The commissioners on Monday are scheduled to hold a public hearing and then vote on a rezoning needed by the proposed 41-acre Brawley Crossing retail center. Academy Sports + Outdoors would be the center’s second, smaller anchor. The site also would include six outparcels for restaurants and other retailers.

Curtin said the project would violate a prohibition against “large box” retailers in the town’s Brawley School Small Area Plan.

“That report rightly puts emphasis on preserving the residential nature of the Talbert Road area where about 750 people live,” Curtin wrote. “The fact that the proposed shopping center would have entrances and exits only on Talbert Road makes such a violation of the norm even more threatening to the future of the neighborhood.”

No ordinance, however, prohibits big box retail at the exit, Town Manager Erskine Smith said Tuesday.

The 2009 Brawley School Small Area Plan did say highway-oriented retail uses associated with the N.C. 150 corridor a mile to the north should be prohibited, Smith said.

But commissioners amended the plan in 2010 because of Exit 35’s construction to say such uses “should be prohibited within the study area or limited to Exit 35.”

“The confusion has arisen because the Brawley School Small Area Plan on the (town’s) website was the original plan and NOT the updated plan for 2010,” Smith wrote in an email to the Observer.

“The intent of the town has all along been to limit the intensity of development along Brawley School from Williamson Road to U.S. 21. However, it did leave the door open for larger, more intense development at the intersection of Williamson and Brawley or Exit 35,” Smith said.

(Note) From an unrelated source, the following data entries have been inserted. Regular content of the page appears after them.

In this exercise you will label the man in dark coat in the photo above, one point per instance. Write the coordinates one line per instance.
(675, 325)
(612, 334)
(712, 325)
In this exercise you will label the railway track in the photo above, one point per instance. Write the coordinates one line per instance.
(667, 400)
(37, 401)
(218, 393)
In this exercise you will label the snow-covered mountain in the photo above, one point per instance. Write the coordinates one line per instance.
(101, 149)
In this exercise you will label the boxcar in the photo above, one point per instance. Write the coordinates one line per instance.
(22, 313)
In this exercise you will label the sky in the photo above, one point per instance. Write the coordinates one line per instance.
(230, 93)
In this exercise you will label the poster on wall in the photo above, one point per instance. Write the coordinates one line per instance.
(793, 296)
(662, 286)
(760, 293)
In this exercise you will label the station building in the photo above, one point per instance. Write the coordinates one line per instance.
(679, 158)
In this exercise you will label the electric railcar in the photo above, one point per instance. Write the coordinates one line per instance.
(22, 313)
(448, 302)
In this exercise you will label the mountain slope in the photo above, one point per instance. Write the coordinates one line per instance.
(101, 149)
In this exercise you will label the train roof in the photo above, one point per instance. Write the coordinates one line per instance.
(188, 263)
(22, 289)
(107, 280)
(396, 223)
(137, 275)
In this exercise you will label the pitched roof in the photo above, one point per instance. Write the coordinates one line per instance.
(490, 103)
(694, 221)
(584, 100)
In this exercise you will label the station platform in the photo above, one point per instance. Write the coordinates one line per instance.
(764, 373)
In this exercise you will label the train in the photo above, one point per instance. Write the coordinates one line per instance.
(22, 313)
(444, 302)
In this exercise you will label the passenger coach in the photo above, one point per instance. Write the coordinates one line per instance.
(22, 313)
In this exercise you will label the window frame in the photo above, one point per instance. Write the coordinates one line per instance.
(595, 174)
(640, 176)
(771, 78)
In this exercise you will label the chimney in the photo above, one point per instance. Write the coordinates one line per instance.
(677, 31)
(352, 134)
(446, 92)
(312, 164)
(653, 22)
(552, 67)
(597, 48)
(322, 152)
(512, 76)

Curtin also said a traffic study presented by project consultants to the Mooresville Planning Board in February offered only the off-peak hours of 11 a.m.-2 p.m. Wednesday and Saturday.

“Check out that intersection during rush hour from 4 to 8 p.m. Monday and Friday and you will see already traffic jams at Brawley School Road and Talbert Road,” Curtin wrote. “Come Sunday from 9 a.m. to 6 p.m., when over a thousand cars are coming through that intersection from all four directions to attend services at St. Therese, so you can see what potential traffic tie-ups shoppers to Costco would add to the mix.”

The Planning Board voted 5-3 to recommend the 41 acres be rezoned. A majority sided with town planning staff, who said the town’s Comprehensive Land Use Plan and Brawley School Road Small Area Plan indicate the land is more suited for retail and commercial businesses because it’s so close to the interstate.

Members of St. Therese – the fourth largest church in the Roman Catholic Diocese of Charlotte – also expressed concerns to him about the sale of guns at the Academy Sports + Outdoors, Curtin wrote. The store would be less than 1,000 yards from the church, which is on Brawley School Road just east of Talbert.

Curtin said St. Therese has been in Mooresville since its founding in 1946 by members of the Mack family on North Main Street. The church moved to its current site in 1988. Last year, it dedicated a 1,200-seat sanctuary.

“The problems the proposed Costco shopping center would create would also hamper very much the church’s well respected mission to the Mooresville community, and thereby would be going against the (Brawley School Road Small Area Plan’s) recommendation to preserve uses such as churches along the Brawley School Road corridor,” Curtin wrote.

A Costco spokeswoman said Tuesday the company does not comment on specific locations.